The report emerges as a direct rebuttal to the fatalism that dominates much of today's political conversation. Right-wing technocrats and billionaires argue that the future belongs to fossil fuels, widening inequality, and ecological breakdown. Many environmentalists counter with degrowth—the idea that we must shrink our way to sustainability. The World Inequality Lab's 45 authors, drawing on research from over 200 scholars worldwide, propose something different: an equal and habitable world is possible, and it doesn't require mass impoverishment.
The centrepiece is radical yet practical. Cut working hours from 2,100 per year to 1,000—roughly a two-and-a-half-day week. Redirect investment from material-intensive sectors like manufacturing and mining toward education and healthcare, doubling spending in both. Eat less red meat, the primary driver of deforestation. These shifts, the report argues, would shrink humanity's material footprint while improving quality of life. As Piketty explains, one euro of GDP in education or health carries three to four times less environmental burden than one euro in manufacturing.

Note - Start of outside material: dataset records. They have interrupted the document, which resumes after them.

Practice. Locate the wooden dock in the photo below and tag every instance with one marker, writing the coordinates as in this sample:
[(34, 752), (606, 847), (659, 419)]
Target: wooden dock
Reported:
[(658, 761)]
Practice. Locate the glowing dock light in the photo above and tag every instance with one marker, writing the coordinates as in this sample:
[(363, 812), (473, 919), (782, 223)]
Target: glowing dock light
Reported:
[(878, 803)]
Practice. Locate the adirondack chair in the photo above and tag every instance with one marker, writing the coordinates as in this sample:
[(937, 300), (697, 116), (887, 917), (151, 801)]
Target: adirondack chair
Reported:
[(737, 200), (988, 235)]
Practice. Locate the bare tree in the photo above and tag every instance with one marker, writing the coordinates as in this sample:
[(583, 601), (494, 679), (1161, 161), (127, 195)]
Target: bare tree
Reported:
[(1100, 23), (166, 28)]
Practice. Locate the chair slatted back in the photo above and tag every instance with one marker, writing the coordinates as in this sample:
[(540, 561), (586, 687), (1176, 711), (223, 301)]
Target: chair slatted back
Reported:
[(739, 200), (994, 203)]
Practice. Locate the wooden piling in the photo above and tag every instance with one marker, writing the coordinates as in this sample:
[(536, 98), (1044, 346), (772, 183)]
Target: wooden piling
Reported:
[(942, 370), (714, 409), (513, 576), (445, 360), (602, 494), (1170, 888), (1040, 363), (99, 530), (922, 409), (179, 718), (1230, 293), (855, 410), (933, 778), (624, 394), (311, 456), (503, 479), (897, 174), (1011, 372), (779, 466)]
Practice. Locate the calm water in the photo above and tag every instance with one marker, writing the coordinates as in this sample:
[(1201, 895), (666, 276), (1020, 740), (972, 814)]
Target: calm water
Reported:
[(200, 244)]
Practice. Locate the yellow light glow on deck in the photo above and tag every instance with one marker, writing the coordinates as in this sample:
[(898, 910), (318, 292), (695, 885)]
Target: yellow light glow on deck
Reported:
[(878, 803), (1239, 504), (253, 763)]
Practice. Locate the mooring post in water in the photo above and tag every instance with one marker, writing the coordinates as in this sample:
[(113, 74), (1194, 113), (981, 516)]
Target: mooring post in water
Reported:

The wealth redistribution is stark but necessary. Billionaires, who represent just 0.001% of humanity, currently hold 6% of global wealth despite being most responsible for the climate crisis. Under this plan, their share would plummet to 0.05%, while the bottom 50% would see their portion rise from 2% to 30%. By 2100, average monthly income worldwide would reach €5,000—a vast improvement for the global south, where the gains would be greatest.
None of this works without climate action. The report projects that redirecting capital toward wind, solar, and renewable technologies, combined with shorter working weeks and dietary shifts, would limit warming to 1.8°C by century's end. That's far below the catastrophic 4°C to 4.5°C scenario under business-as-usual, and better than the 1.9°C degrowth could theoretically achieve. The math is unsparing: only by addressing inequality and emissions together can we avoid disastrous outcomes.
The report represents the most comprehensive attempt yet to untangle what it calls the polycrisis—the interlocking pressures of climate breakdown, political extremism, and economic tension. It sidesteps the pitfalls of mainstream approaches: the UN's climate science without social impact studies, traditional left-wing materialism, and the questionable efficacy of degrowth. Instead, it weaves together inequality research, climate science, and proposals for reforming the global financial architecture.
Whether this vision becomes reality depends on political will. Piketty doesn't mince words: the alternatives—a world shaped by Trumpism and billionaire ideology—will fail. Humanity will eventually choose cooperation and resource redistribution, he argues, because the alternative leads only to environmental and social catastrophe. The question is whether we'll choose it willingly, through democratic reform, or have it forced upon us by collapse. The World Inequality Lab has just handed the world a roadmap. Now comes the harder part: deciding to follow it.